I also paid attention to isolating memories per project. Using Graphiti's group_id feature, I keep Project A's decision logs and blog writing history from mixing together, while still allowing cross-project searches.
Project-specific memories are separated under names like project-a, while daily logs and meeting notes go into area-knowledge, and technical decisions into area-tech. Specifying multiple group_ids during a search enables cross-project searching, so queries like "I think I made a similar judgment in another project" are also supported.
I've been running this system for about half a year, continuously adding features and improvements through daily development. It started as a simple note-saving system and gradually grew through the introduction of the knowledge graph, local LLM integration, and dynamic context injection via hooks. By the way, it wasn't always this dual-wielding design. At first I was running on Graphiti alone, but when "I feel like I saw a similar error before" type searches kept returning completely unrelated results, I realized "relationship" and "similarity" need to be handled separately — and added pgvector afterward.
If you're building something similar from scratch, I think the realistic path is to first get the standard setup running by following Graphiti's official documentation, then gradually localize it from there. Replacing the OpenAI API with Ollama will be your first customization point.
How I "Relate To" Claude Code
Reflecting on everything I've written, I realize this is less about how to use a tool and more about how to "relate to" it.
Claude Code is excellent, but out of the box it's "a one-time consultant." Define rules in CLAUDE.md, set up memory persistence via hooks, shape daily workflows into patterns with custom commands. Only then does it start to feel like "a development partner with shared context."
Of course, there are still challenges. The summary accuracy of local LLMs doesn't match cloud APIs, and Graphiti's search accuracy is far from perfect. Sometimes when I ask "do you remember what we talked about yesterday?" it brings up something from a completely unrelated project.
However, I feel there's a large gap between "zero memory" and "imperfect memory." Even imperfect context undeniably reduces the "explanation time" at the start of a session.
Conclusion
In this article, I introduced a day in the life centered around Claude Code.
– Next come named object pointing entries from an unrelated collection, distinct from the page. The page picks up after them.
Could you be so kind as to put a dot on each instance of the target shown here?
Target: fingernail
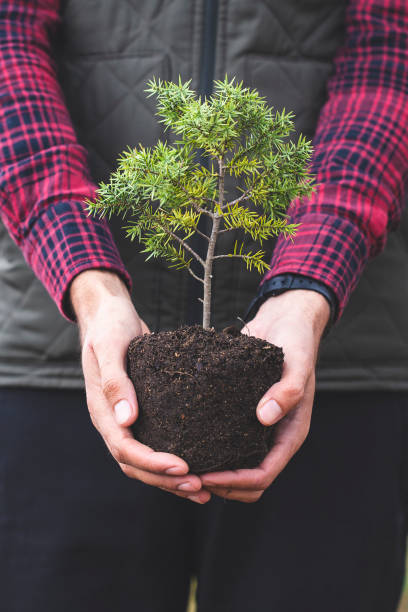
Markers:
(123, 411)
(186, 486)
(195, 498)
(270, 412)
(176, 471)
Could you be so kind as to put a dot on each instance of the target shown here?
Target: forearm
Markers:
(90, 289)
(44, 178)
(361, 154)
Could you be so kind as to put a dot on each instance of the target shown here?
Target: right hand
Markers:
(108, 322)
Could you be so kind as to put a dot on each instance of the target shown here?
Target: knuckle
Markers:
(117, 454)
(294, 392)
(127, 470)
(111, 388)
(260, 483)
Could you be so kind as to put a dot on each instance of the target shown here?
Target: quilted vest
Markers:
(106, 51)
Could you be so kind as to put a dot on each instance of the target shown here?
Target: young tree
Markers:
(165, 190)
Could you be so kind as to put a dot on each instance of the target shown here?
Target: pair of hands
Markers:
(108, 321)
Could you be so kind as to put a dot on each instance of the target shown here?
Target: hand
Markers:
(294, 320)
(108, 322)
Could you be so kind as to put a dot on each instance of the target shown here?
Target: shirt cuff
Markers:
(285, 282)
(326, 248)
(65, 241)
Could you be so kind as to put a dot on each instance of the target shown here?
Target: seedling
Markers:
(164, 191)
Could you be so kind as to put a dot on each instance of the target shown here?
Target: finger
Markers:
(201, 497)
(284, 395)
(145, 329)
(246, 496)
(115, 383)
(136, 455)
(290, 434)
(184, 484)
(119, 440)
(255, 479)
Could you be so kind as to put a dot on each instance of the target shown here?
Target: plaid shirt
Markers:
(360, 159)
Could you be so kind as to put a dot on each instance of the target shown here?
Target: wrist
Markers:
(300, 304)
(91, 288)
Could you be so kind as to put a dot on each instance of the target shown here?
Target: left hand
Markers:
(294, 320)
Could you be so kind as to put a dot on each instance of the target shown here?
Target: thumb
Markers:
(117, 387)
(281, 398)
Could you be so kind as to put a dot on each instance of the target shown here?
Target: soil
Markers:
(198, 391)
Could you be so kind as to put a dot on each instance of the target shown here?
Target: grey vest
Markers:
(106, 52)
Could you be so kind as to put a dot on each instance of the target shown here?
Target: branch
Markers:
(237, 255)
(195, 201)
(202, 234)
(185, 245)
(247, 193)
(195, 275)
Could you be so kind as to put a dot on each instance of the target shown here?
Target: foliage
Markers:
(164, 190)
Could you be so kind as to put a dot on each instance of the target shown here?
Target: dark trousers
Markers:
(77, 535)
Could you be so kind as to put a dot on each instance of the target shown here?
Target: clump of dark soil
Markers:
(198, 391)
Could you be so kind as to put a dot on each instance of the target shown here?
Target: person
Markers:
(329, 533)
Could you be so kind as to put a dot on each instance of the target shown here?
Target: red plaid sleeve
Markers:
(361, 154)
(44, 179)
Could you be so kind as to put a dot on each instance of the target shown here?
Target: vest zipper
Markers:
(194, 309)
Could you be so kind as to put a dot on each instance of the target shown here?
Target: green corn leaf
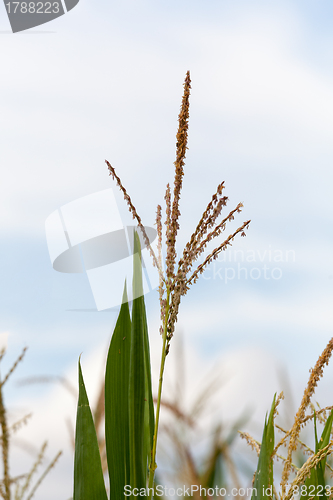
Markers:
(263, 481)
(116, 403)
(315, 484)
(138, 384)
(149, 404)
(88, 475)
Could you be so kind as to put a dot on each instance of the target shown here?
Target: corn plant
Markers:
(19, 487)
(309, 481)
(131, 428)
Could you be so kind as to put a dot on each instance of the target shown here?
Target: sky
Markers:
(105, 82)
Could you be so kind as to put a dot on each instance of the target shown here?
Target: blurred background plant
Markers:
(23, 486)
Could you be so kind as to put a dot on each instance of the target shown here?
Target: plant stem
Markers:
(153, 465)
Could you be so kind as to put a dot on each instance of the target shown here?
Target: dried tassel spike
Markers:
(315, 375)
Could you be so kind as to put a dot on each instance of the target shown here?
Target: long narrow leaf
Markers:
(315, 484)
(116, 403)
(138, 386)
(263, 482)
(88, 475)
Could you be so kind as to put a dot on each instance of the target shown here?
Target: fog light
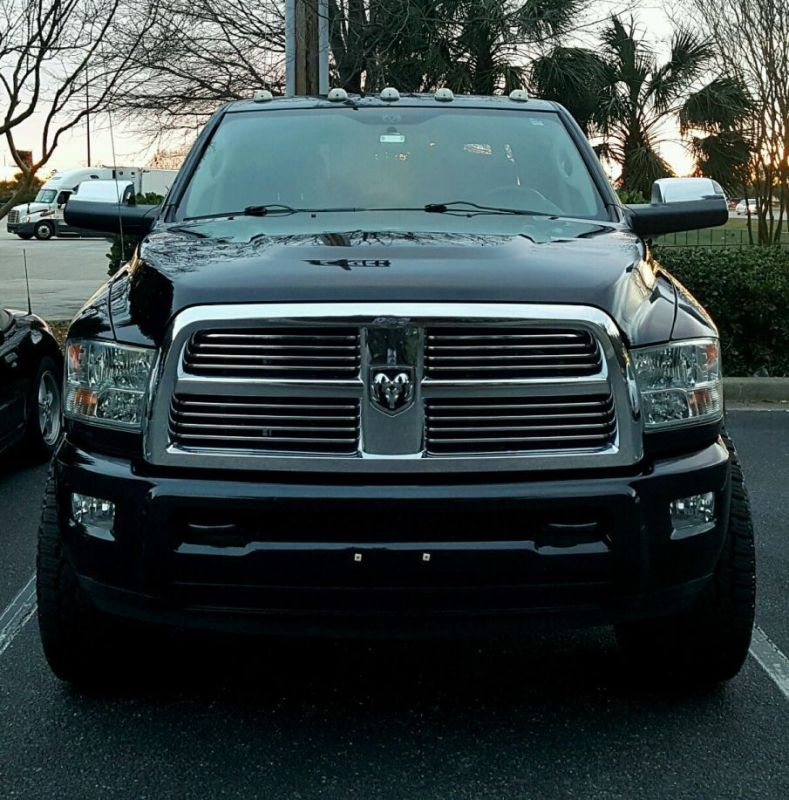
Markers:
(97, 516)
(693, 515)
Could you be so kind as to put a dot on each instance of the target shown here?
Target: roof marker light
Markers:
(337, 95)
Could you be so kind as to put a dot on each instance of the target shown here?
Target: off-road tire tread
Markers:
(709, 643)
(71, 628)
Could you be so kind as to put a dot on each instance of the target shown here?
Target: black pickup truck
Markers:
(399, 366)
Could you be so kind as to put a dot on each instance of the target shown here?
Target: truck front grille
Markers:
(394, 388)
(495, 425)
(468, 353)
(275, 352)
(276, 425)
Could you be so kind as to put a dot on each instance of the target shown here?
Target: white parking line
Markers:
(16, 616)
(23, 607)
(771, 660)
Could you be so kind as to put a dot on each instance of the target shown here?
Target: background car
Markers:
(31, 369)
(746, 205)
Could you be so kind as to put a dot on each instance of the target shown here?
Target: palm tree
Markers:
(627, 98)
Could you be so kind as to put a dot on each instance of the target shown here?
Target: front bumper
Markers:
(322, 556)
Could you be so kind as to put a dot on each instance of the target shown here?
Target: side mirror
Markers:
(110, 217)
(679, 204)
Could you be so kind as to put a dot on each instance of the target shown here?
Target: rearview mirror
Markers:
(679, 204)
(110, 217)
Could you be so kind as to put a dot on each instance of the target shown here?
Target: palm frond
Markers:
(722, 156)
(575, 77)
(721, 105)
(689, 58)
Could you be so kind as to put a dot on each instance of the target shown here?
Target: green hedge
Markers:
(747, 294)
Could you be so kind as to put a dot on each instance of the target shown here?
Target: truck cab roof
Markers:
(410, 99)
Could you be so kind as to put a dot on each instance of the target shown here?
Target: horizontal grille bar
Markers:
(325, 353)
(489, 353)
(284, 425)
(481, 426)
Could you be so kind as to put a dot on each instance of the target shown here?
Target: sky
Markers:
(131, 149)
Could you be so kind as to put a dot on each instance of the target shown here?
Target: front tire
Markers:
(708, 643)
(75, 635)
(44, 231)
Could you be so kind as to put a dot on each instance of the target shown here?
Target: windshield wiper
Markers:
(270, 208)
(458, 207)
(451, 206)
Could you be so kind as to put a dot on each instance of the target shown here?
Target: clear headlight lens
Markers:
(679, 383)
(107, 383)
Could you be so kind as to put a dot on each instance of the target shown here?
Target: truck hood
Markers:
(601, 266)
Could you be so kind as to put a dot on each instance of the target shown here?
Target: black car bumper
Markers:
(335, 557)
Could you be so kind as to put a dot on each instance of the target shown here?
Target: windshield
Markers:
(398, 157)
(46, 196)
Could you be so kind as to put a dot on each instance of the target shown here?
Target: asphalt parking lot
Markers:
(63, 272)
(561, 717)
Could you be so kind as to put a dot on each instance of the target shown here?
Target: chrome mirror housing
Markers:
(685, 190)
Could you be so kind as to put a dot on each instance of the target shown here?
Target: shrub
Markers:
(631, 196)
(747, 294)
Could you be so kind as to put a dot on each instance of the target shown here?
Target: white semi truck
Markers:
(43, 218)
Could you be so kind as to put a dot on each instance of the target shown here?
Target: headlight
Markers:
(107, 383)
(679, 383)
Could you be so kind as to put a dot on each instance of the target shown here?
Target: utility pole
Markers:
(87, 118)
(306, 47)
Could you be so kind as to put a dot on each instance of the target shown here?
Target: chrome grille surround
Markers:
(401, 442)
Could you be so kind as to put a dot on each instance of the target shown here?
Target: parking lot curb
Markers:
(756, 390)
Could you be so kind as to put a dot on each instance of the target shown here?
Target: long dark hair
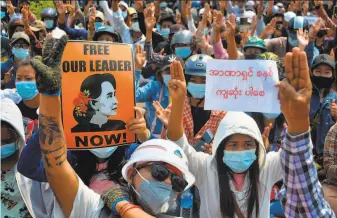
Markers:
(91, 87)
(86, 165)
(225, 174)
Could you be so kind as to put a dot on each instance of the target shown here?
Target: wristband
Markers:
(53, 94)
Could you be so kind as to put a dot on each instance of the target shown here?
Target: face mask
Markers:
(183, 52)
(166, 79)
(155, 195)
(98, 25)
(238, 39)
(224, 44)
(322, 82)
(8, 149)
(196, 90)
(103, 153)
(206, 32)
(135, 27)
(163, 5)
(20, 53)
(292, 40)
(239, 161)
(2, 14)
(26, 89)
(49, 24)
(165, 32)
(124, 14)
(251, 56)
(270, 116)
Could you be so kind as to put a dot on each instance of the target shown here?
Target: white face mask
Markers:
(103, 152)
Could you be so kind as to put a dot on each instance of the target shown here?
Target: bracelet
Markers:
(128, 207)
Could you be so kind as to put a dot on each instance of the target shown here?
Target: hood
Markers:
(238, 123)
(11, 114)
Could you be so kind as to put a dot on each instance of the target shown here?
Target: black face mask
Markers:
(322, 82)
(224, 44)
(251, 56)
(238, 39)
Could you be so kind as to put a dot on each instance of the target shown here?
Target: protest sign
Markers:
(242, 85)
(97, 94)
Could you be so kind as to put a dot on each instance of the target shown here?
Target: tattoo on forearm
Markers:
(52, 141)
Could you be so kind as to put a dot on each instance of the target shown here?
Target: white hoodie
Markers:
(204, 168)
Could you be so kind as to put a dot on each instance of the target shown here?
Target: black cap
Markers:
(324, 59)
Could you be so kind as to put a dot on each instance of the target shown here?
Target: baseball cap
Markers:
(160, 150)
(324, 59)
(20, 35)
(38, 25)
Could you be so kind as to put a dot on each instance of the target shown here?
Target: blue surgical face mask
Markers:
(196, 90)
(8, 149)
(49, 24)
(162, 5)
(165, 32)
(20, 53)
(154, 195)
(98, 25)
(166, 79)
(270, 116)
(27, 89)
(103, 152)
(124, 14)
(183, 52)
(239, 161)
(2, 14)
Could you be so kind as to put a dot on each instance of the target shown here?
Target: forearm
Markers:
(175, 125)
(60, 174)
(232, 49)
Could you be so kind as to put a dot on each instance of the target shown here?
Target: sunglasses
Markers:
(160, 173)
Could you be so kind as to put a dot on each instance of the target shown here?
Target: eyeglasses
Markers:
(25, 46)
(160, 172)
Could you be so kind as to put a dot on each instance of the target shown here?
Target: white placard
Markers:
(242, 85)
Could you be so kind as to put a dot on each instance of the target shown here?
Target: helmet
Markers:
(108, 30)
(182, 37)
(48, 12)
(196, 65)
(15, 21)
(255, 42)
(297, 23)
(273, 57)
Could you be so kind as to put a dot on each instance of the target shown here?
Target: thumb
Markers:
(139, 113)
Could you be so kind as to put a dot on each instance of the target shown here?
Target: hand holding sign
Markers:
(295, 92)
(177, 84)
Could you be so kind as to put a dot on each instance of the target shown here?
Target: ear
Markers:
(94, 104)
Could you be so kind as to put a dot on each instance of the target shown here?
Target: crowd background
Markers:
(232, 164)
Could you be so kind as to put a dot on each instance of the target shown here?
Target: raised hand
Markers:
(10, 7)
(47, 67)
(295, 92)
(162, 114)
(333, 110)
(231, 25)
(315, 28)
(140, 57)
(302, 38)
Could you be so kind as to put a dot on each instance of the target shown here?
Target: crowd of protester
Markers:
(256, 165)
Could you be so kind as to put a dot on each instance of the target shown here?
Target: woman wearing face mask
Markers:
(157, 170)
(155, 90)
(196, 119)
(12, 141)
(322, 76)
(235, 181)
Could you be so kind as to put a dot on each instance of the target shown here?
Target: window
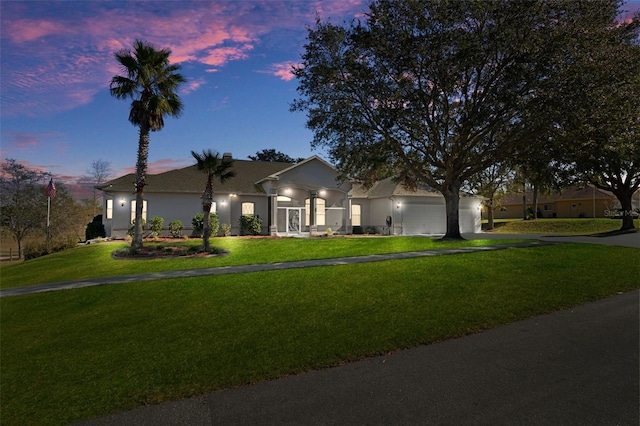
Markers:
(247, 209)
(133, 210)
(109, 209)
(356, 215)
(320, 211)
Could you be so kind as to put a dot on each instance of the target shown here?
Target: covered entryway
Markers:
(291, 220)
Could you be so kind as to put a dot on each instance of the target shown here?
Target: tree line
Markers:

Looking back, what I'm doing boils down to "giving an AI tool memory and habits." Context is everything, really. Rules via CLAUDE.md, memory via hooks, habits via custom commands. With these three in place, you can create an environment where development context doesn't break across sessions.
And as I continued using it, its applications went beyond coding alone. Brainstorming design decisions, planning trips, jotting down ideas before bed. It has become a "thinking companion" that lives in the terminal — something that slightly overflows the boundaries of a development tool.
It might seem like an elaborate system, but there's no need to build everything at once. My own first step was just writing rules into CLAUDE.md.
If you're thinking "I'd like to try this myself," here's a recommended order: first write a CLAUDE.md and define project-specific rules. Next, create one simple custom command (something like /today to display today's tasks is more than enough). Then venture into automation with hooks, and build the memory infrastructure last. Including the joy of growing it step by step, it's quite a rewarding experience.